St. Paulis historisches Debakel

Am Samstagabend empfängt Fortuna Düsseldorf den FC St. Pauli (LIVE im Free-TV auf SPORT1). Gegen die Kiezkicker erlebte die Fortuna einst eine Sternstunde - und St. Pauli sein größtes Debakel.
News, Hintergründe und Fakten zum Bundesliga-Wochenende. Alle wichtigen Infos im Vorfeld der Spiele gibt es hier bei "9PLUS1".
Am Samstagabend empfängt Fortuna Düsseldorf den FC St. Pauli (LIVE im Free-TV auf SPORT1). Gegen die Kiezkicker erlebte die Fortuna einst eine Sternstunde - und St. Pauli sein größtes Debakel.

Wenn Fortuna Düsseldorf am Samstagabend im Topspiel der 2. Liga auf den FC St. Pauli trifft, sind die Rollen klar verteilt. Der Gast ist vorzeitiger Überraschungsherbstmeister in einer Liga, in der es vor Traditionsklubs nur so wimmelt. Weil dem so ist, gehen die Hamburger auch gegen die Fortuna als Favorit ins Spiel, ungeachtet der Historie. (NEWS: Alle aktuellen Infos zur 2. Bundesliga)

In Düsseldorf haben die Kiez-Kicker nicht nur eine negative Bilanz (4-5-9), hier kassierten sie auch ihre höchste Auswärtsniederlage in einem Punktspiel. Dass es damals um nichts mehr ging, dürfte nur ein kleiner Trost gewesen sein.
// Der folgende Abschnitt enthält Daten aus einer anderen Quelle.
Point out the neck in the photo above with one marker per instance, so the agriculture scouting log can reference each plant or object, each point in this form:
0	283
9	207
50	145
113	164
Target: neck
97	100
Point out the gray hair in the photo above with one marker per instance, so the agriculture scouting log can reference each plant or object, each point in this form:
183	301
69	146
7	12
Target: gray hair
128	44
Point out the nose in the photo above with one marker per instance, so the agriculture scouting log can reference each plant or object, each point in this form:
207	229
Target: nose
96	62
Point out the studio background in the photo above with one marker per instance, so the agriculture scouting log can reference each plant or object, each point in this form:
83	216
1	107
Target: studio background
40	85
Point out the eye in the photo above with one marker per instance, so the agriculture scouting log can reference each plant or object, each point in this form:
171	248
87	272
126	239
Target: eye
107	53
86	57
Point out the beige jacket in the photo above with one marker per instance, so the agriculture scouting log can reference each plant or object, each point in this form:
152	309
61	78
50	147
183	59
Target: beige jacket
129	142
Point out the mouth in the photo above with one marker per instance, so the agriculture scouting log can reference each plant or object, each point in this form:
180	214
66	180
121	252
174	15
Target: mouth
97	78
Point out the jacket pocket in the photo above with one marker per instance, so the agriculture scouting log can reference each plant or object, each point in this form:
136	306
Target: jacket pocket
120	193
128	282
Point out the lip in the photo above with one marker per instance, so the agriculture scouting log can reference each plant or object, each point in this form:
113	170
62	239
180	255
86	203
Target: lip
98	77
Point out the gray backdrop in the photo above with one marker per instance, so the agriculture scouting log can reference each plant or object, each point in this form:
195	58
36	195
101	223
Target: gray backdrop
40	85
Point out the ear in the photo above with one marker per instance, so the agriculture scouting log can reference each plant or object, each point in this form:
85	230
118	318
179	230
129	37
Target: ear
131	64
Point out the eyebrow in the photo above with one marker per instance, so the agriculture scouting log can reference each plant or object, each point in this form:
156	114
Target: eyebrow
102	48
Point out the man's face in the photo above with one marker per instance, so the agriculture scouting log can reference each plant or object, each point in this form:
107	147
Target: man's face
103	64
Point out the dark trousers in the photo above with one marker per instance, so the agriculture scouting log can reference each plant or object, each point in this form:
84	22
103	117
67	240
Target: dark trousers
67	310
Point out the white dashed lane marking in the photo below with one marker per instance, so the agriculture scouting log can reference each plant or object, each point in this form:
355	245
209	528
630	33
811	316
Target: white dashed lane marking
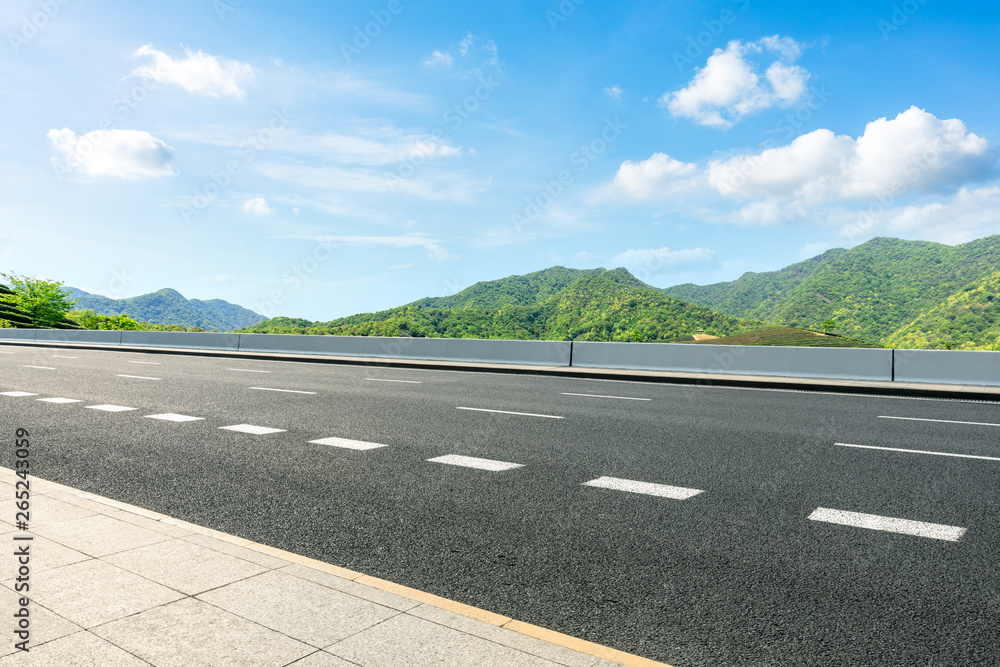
940	421
287	391
888	524
347	444
624	398
473	462
507	412
918	451
171	417
255	430
647	488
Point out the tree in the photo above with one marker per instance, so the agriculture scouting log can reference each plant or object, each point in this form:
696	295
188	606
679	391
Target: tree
43	301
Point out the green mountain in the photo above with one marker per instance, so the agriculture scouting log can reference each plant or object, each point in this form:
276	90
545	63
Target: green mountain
871	290
554	304
967	320
168	306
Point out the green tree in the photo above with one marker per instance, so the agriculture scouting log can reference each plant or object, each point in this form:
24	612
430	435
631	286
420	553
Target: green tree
43	301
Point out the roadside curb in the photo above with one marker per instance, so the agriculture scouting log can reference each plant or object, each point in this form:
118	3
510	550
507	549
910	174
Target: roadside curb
905	389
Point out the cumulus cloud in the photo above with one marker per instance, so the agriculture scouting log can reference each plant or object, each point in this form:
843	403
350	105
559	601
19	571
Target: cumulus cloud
656	176
729	87
257	206
654	259
128	154
439	58
199	73
913	153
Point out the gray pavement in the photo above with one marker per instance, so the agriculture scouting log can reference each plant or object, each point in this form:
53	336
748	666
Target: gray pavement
766	540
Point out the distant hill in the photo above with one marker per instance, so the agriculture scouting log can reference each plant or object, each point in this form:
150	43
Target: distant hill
168	306
554	304
872	291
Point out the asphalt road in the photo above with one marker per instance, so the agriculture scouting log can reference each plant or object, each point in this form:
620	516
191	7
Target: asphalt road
737	574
Für die Fortuna wiederum war das Schützenfest vor über 31 Jahren ihr höchster Sieg in der Bundesliga.

Am 12. Mai 1990 steht der letzte Spieltag vor der WM in Italien an, die Bayern sind schon wieder Meister und wer die Liga international vertreten wird, steht auch schon fest. Nur der Abstiegskampf fasziniert die Fans noch, fünf Mannschaften befinden sich in höchster Not. Nicht aber Aufsteiger Fortuna und der FC St. Pauli, ungeachtet der Weisheit vom schweren zweiten Jahr des Aufsteigers.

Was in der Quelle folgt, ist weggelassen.